Sermon entered his rookie season in 2021 as the third-string running back behind Raheem Mostert and fellow rookie Elijah Mitchell. He made his first career start in Week 3, where he rushed for 31 yards and a touchdown with two catches for three yards and another touchdown against the Green Bay Packers. He suffered an ankle injury in Week 12 and was placed on injured reserve on December 4, 2021. He was activated on January 11, 2022. As a rookie, he appeared in nine games and started two. He totaled 41 carries for 167 rushing yards and one rushing touchdown.

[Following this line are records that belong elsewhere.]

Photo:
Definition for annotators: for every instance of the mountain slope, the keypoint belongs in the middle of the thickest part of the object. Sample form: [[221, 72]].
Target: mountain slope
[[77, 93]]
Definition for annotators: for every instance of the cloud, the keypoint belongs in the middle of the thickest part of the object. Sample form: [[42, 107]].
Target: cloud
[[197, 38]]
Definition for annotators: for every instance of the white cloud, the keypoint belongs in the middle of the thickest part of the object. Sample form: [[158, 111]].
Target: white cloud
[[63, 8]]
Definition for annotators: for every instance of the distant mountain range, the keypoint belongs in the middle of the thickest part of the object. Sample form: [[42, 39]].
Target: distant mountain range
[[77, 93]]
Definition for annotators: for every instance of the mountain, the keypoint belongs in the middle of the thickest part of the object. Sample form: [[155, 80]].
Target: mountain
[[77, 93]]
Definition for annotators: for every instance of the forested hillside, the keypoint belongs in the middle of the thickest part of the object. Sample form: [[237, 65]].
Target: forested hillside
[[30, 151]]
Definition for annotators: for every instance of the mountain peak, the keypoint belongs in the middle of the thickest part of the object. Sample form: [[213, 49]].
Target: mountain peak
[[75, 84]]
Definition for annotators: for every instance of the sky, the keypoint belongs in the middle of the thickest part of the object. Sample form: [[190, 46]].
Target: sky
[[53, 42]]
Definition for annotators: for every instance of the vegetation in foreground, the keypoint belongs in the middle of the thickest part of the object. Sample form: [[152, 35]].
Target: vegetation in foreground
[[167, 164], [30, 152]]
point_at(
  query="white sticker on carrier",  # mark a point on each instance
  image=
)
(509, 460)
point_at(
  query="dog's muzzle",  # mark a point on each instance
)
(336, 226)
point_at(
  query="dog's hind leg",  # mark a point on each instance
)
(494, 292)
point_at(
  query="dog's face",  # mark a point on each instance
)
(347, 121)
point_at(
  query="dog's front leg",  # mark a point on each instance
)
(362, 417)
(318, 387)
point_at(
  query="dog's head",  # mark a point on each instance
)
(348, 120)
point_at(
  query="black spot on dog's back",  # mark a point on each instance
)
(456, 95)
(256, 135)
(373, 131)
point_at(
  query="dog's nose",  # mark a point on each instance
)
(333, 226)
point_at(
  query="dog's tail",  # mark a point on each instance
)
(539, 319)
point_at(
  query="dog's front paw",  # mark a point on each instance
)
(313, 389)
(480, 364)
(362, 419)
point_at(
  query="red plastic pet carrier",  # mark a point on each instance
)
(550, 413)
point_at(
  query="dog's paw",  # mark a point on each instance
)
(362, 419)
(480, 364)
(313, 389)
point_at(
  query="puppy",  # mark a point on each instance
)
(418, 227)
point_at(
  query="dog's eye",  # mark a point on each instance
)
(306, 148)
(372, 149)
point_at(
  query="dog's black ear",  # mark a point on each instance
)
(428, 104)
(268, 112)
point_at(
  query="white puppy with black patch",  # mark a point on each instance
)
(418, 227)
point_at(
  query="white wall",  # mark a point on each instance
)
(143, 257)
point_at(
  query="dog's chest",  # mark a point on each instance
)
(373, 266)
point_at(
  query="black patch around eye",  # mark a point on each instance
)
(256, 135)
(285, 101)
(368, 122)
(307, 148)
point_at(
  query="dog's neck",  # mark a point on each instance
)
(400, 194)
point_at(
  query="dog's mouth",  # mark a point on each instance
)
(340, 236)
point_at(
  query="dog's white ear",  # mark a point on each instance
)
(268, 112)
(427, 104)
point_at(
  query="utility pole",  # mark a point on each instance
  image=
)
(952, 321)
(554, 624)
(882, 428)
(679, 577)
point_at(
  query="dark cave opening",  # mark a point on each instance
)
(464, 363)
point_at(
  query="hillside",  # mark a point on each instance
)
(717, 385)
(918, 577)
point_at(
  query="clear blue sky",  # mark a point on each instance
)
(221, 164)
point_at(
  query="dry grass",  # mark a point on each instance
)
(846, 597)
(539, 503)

Sermon was released by the 49ers on August 31, 2022.

===Philadelphia Eagles===
On September 1, 2022, Sermon was claimed off waivers by the Philadelphia Eagles. He appeared in two games, Weeks 4 and 5, in the 2022 season.

Sermon was waived/injured by the Eagles on August 29, 2023. He reverted back to injured reserve two days later. On September 15, the Eagles waived Sermon from injured reserve.

===Indianapolis Colts===
On September 19, 2023, Sermon was signed to the practice squad of the Indianapolis Colts. He was promoted to the active roster on September 23. He appeared in 14 games for the Colts in the regular season. He recorded 35 carries for 160 rushing yards.

On March 14, 2024, the Colts re-signed Sermon to a new contract.

===Pittsburgh Steelers===
On May 11, 2025, Sermon signed with the Pittsburgh Steelers to a one-year contract. He was released on August 26 as part of final roster cuts and was signed to the practice squad the following day. Sermon was promoted to the active roster on November 8, but waived four days later. He was re-signed to the practice squad on November 13 and released on December 10. Sermon played in four games for the Steelers, all on special teams, returning 2 kicks for 51 yards and combining on one tackle. He was re-signed to the practice squad on December 17.

===Atlanta Falcons===
On August 10, 2026, Sermon signed with the Atlanta Falcons. He was placed on injured reserve on August 19.